Prior to the last federal election, Tangri lost the nomination race against fellow Indian Raminder Gill. But that was in the Mississauga West riding where Gill finished in third place at the hustings. In last year's provincial election Gill ran in the Malton riding (which has a large Sikh population) and was swept to the legislature on the Conservative wave, thus becoming the first Sikh and second Indo-Canadian to occupy a seat at Queen's Park.

Tangri changed over to the neighbouring Mississauga Centre riding, where the Liberal Carolyn Parish had won by a huge margin against another South Asian, Ahmad Solomah (PC). Solomah was seen as a weak candidate and though it's too early to predict the result, Tangri can at least be counted on to give Parish a good fight.

Tangri's hopes are also buoyed by the fact that the seat is occupied provincially by the PC. The sitting Member of the Provincial Parliament is Rob Sampson, a minister in the Ontario government. "I have been a member of the PC party for five or six years. I have lived in the area for more than 10 years and I have been very active in community affairs," Tangri told rediff.com

Appointed to the 35-member national policy advisory council of the PC about seven months ago, Tangri said the policy document finalized at the recently concluded session in Quebec was sound.
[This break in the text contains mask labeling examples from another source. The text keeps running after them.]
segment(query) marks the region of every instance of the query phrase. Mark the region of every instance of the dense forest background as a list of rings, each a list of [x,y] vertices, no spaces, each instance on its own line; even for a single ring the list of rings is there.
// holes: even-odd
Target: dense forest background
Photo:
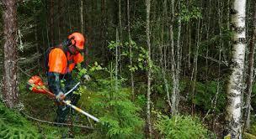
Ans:
[[[0,138],[55,138],[70,131],[77,138],[230,137],[226,109],[232,71],[232,18],[237,13],[233,3],[230,0],[18,1],[19,101],[14,113],[4,103],[0,105]],[[1,7],[0,12],[5,8]],[[246,1],[242,116],[237,123],[244,138],[256,136],[255,9],[254,1]],[[1,20],[3,36],[3,17]],[[87,70],[79,65],[73,76],[77,81],[84,73],[92,78],[79,88],[79,106],[99,117],[100,123],[79,114],[69,120],[88,128],[56,127],[32,121],[31,117],[52,121],[56,106],[47,97],[26,89],[32,75],[45,79],[47,49],[72,32],[81,32],[87,39]],[[0,43],[3,71],[4,40]],[[0,75],[3,79],[4,74]]]

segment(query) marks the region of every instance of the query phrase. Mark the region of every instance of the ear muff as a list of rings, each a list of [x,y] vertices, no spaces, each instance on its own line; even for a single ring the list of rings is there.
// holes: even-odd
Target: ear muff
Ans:
[[[63,45],[67,46],[67,47],[69,47],[72,44],[72,39],[67,39],[63,42]]]

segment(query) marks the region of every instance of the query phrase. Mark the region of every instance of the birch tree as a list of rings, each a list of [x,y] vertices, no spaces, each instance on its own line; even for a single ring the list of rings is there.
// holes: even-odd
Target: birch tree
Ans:
[[[235,0],[233,2],[233,13],[232,15],[232,57],[231,75],[227,84],[227,106],[226,121],[227,132],[232,138],[241,136],[241,105],[243,89],[243,73],[244,70],[245,55],[245,8],[246,0]]]
[[[250,115],[251,115],[251,96],[253,89],[253,65],[254,65],[254,46],[256,39],[256,3],[254,3],[254,13],[253,13],[253,38],[250,42],[249,48],[249,66],[248,66],[248,75],[247,79],[247,97],[246,97],[246,111],[245,111],[245,127],[247,129],[250,128]]]
[[[152,124],[151,124],[151,80],[152,80],[152,62],[151,62],[151,42],[150,42],[150,0],[146,0],[147,7],[147,18],[146,18],[146,33],[147,33],[147,44],[148,48],[148,55],[147,55],[147,124],[148,128],[148,137],[152,137]]]
[[[16,3],[15,0],[2,0],[4,38],[3,99],[10,108],[18,102]]]

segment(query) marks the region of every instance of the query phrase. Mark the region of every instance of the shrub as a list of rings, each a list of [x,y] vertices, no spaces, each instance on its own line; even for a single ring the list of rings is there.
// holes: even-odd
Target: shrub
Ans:
[[[160,116],[154,126],[163,138],[207,138],[207,129],[199,119],[189,116],[175,116],[172,118]]]

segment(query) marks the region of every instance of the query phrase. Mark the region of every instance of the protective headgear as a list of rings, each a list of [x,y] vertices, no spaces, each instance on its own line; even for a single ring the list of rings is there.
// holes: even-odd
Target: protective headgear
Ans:
[[[71,39],[72,44],[75,45],[80,50],[83,49],[83,44],[86,39],[82,33],[72,33],[67,38]]]

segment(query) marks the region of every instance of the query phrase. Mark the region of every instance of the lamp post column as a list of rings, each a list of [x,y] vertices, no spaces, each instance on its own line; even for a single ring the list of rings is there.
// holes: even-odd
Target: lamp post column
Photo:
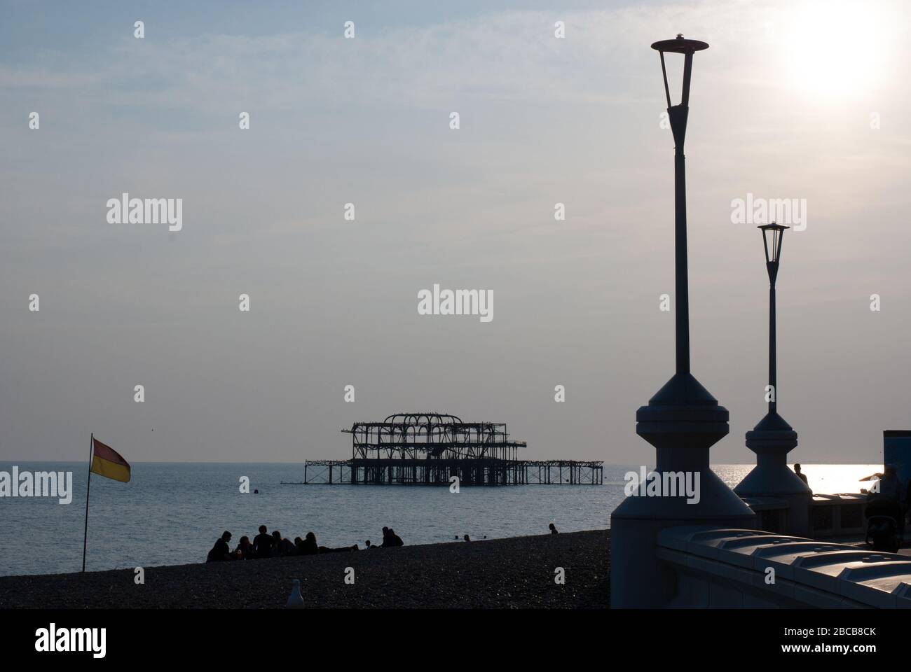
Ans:
[[[788,468],[787,455],[797,447],[797,433],[778,414],[775,280],[787,227],[773,223],[759,229],[763,232],[765,268],[769,273],[769,387],[766,389],[769,411],[752,432],[746,433],[746,447],[756,453],[756,466],[737,484],[734,492],[742,497],[766,499],[779,507],[767,509],[777,511],[778,514],[760,521],[763,529],[808,536],[813,494]],[[783,502],[783,509],[780,508]]]
[[[653,476],[663,483],[682,476],[695,496],[681,493],[649,495],[632,489],[610,516],[610,604],[614,607],[667,606],[677,591],[677,575],[658,559],[661,530],[704,524],[752,528],[752,511],[709,466],[709,449],[728,433],[728,411],[719,405],[690,372],[690,305],[687,278],[686,168],[683,154],[689,116],[692,56],[708,48],[698,40],[653,44],[661,57],[668,116],[674,136],[674,260],[676,372],[636,412],[636,433],[655,447]],[[664,54],[681,54],[683,90],[680,105],[670,104]],[[633,474],[635,475],[635,474]],[[630,474],[627,475],[630,478]]]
"This is just a guiding principle and, among other things, supports the concept of family reunification which should encourage immigration. The PC has always been pro-immigration. We fully understand that Canada needs more people because of the ageing population. The policy paper was formulated after a long survey of grassroots workers," she remarked.

If elected, Tangri hopes to work for all her constituents and not just focus on the South Asian or ethnic minority communities. She says that many Indo-Canadians are choosing the PC party to voice their political views, unlike earlier, when the Liberal Party was their main choice. "Most South Asians are conservative by nature. It shows in their lifestyles," she added.

Though political observers are still sceptical if Joe Clark can lead the party to victory, Tangri is optimistic of his leadership. "He is a good man and has made the party strong," she says of Clark, a man who had the shortest term as prime minister and then went into political oblivion. He came back, but whether his second coming can help the party dislodge the Liberals from power is a moot question.

With some noted party members and elected representatives having deserted the party for the Alliance and the Alliance itself getting big media play, Clark's recent outburst against a reporter seems symptomatic of the frustration in the PC ranks. Tangri remains unfazed by the Alliance's slow but sure ascendancy. In all probability, she will face an Alliance candidate in her riding and at least one Indo-Canadian disclosed to this reporter that he would be seeking nomination in Mississauga Centre for the Alliance.

"I'm a people person because of the business I'm in. Besides, I do a lot of community work, be it raising money for charities, etc. I rarely have free time," says the England-born Tangri. Whatever the outcome, she signifies a new breed of Indo-Canadian women who have taken a leap into Canada's political waters.